There must be a way out of the present crisis
Leonardo Boff
The political and economic crisis we are now experiencing provides an opportunity for truly profound changes, such as political, tributary and agrarian reform. To have the correct focus, is important to first consider some facts.
In the first place, we must see the crisis as part of the great crisis of humanity as a whole, rather than from within, and external to the present course of history. To think of the Brazilian crisis without considering the world crisis is not to think about the Brazilian crisis. We are part of a greater whole. In our case, we cannot escape the attention of the large countries and great corporations, as the Group of 7 considers where the principal assets for the ecological basis of the economy of the future are concentrated: the abundance of drinking water, the great humid jungles, immense biodiversity and 6 billion hectares of farmland. The Imperial strategy does not care that a continental nation in the South Atlantic, such as Brazil, is not aligned with the global interests and to the contrary, seeks an independent path for its own development.
Second, there is a historical background to the current Brazilian crisis that we must never forget. As our main historians confirm, there has never been a form of government that gave adequate attention to the great majorities, the descendants of slaves, indigenous peoples and impoverished populations. They were considered peons, and true nobodies. The State, appropriated from the beginning of our history by the propertied class, was not willing to meet their demands.
Third, we must recognize that, as a result of a painful and bloody history of struggles and of overcoming obstacles of every form, another social base arose as a political power, that now controls the State and all its structures. From an elitist and neoliberal State, it became a republican and social State that, amidst great difficulties and concessions to the dominant national and international forces, managed to give centrality to those who always had been on the margins. The fact that the Government of the Labor Party, PT, has raised 36 million Brazilians out of misery, and has given them access to the fundamental goods of life, is of undeniable historical magnitude. What do the humble of the Earth want? Guaranteed access to the basic goods that let them live. That end is served by the Bolsa Familia, My House My Life, Light for Everyone, and other social and cultural policies, without which the poor would never be able to be lawyers, physicians, engineers, teachers, etc.

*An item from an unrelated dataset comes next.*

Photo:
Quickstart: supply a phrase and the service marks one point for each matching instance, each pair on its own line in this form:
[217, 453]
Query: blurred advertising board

Call these measures what you will, but they have been good for the immense majority of the Brazilian people. Is not the right of the State to guarantee the life of its citizens its first ethical mission? Why, for centuries, did not previous governments undertake these initiatives? Was a labor president necessary to accomplish all that? The Labor Party, PT, and its allies performed that historical feat, and not without strong opposition from those who have looked down on «those considered economic zeros», as was shown by Darcy Ribeiro, Capistrano de Abreu, Jose Honorio Rodrigues, Raymundo Faorom and lately, by Luiz Gonzaga de Souza Lima. And still now they continue to look down on them.
Some strata of the privileged upper classes are ashamed of and despise them. Besides the understandable indignation and rage provoked by the scandals of corruption taking place within the government, made hegemonic by the PT, yes, there still is class hatred in this country. These old elites with their means of communication, marked by their reactionary and right wing ideology, supported by the old oligarchy, different from the modern more open and nationalist one, that supports in part the projects of the PT, never accepted a government of popular making. They do their best to make impossible the PT government, and to that end, they use distortions, slander, and lies, with no sense of decency.

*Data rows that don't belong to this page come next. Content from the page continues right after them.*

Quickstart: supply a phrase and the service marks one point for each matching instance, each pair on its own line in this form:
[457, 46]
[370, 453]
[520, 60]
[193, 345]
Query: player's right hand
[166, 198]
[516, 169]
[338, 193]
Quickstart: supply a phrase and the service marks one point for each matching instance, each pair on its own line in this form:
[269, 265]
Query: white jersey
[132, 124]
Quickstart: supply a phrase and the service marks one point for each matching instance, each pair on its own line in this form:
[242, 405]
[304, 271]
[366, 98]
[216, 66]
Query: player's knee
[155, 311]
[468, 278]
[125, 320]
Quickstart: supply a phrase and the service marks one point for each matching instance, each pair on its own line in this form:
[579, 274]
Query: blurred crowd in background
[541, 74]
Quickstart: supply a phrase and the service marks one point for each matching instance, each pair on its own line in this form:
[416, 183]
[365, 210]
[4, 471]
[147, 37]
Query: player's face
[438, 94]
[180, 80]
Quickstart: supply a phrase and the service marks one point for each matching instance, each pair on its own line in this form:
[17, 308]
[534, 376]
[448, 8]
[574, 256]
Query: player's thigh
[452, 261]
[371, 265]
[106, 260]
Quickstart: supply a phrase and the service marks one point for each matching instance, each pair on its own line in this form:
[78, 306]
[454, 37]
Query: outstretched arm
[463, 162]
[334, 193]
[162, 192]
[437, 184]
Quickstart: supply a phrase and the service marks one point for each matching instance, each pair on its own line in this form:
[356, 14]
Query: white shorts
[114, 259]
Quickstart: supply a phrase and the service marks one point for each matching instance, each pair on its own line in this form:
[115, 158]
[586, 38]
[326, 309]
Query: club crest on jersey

Two strategies were designed by the right wing that managed to coalesce, to regain the central power it lost by the ballot, but that have not yet taken shape.
The first is to maintain in society a situation of permanent political crisis to impede the ability of President Dilma to govern. To that end, they organize demonstrations in the streets, making something like a picnic, with casseroles, with full pots, because they never knew what an empty pot means, or, with a gross lack of education, to systematically boo the President at her public appearances.
The second consists of a process of picking at the PT government, slandering it as incompetent and inefficient, and demolishing the leadership of former President Lula with defamations, distortions and outright lies that, when they are unmasked, are not denied. They hope that way to undermine her 2018 candidacy and re-election.
That type of procedure only shows that we still have a very low intensity democracy. The recent acts, provocative and full of a spirit of revenge by the presidents of the two houses, both of the PMDB, confirm what UNB’s sociologist Pedro Demo, wrote in his Introduction to sociology, (Introducción a la sociología, 2002): «Our democracy is the national representation of refined hypocrisy, full of “pretty” laws, but always, at bottom, made by the dominant elite to serve them from beginning to end. The politicians are people who are characterized by making lots of money, working little, making deals, employing their relatives and henchmen, getting rich at the expense of state funds and going into business starting from the top… If we were to equate democracy with social justice, our democracy would be its own negation» (p. 330-333).
We will neither surmount this crisis nor overcome the revanchists and those with a coup d’etat mentality without political, tributary and agrarian reform. Otherwise, our democracy will be powerless and blind.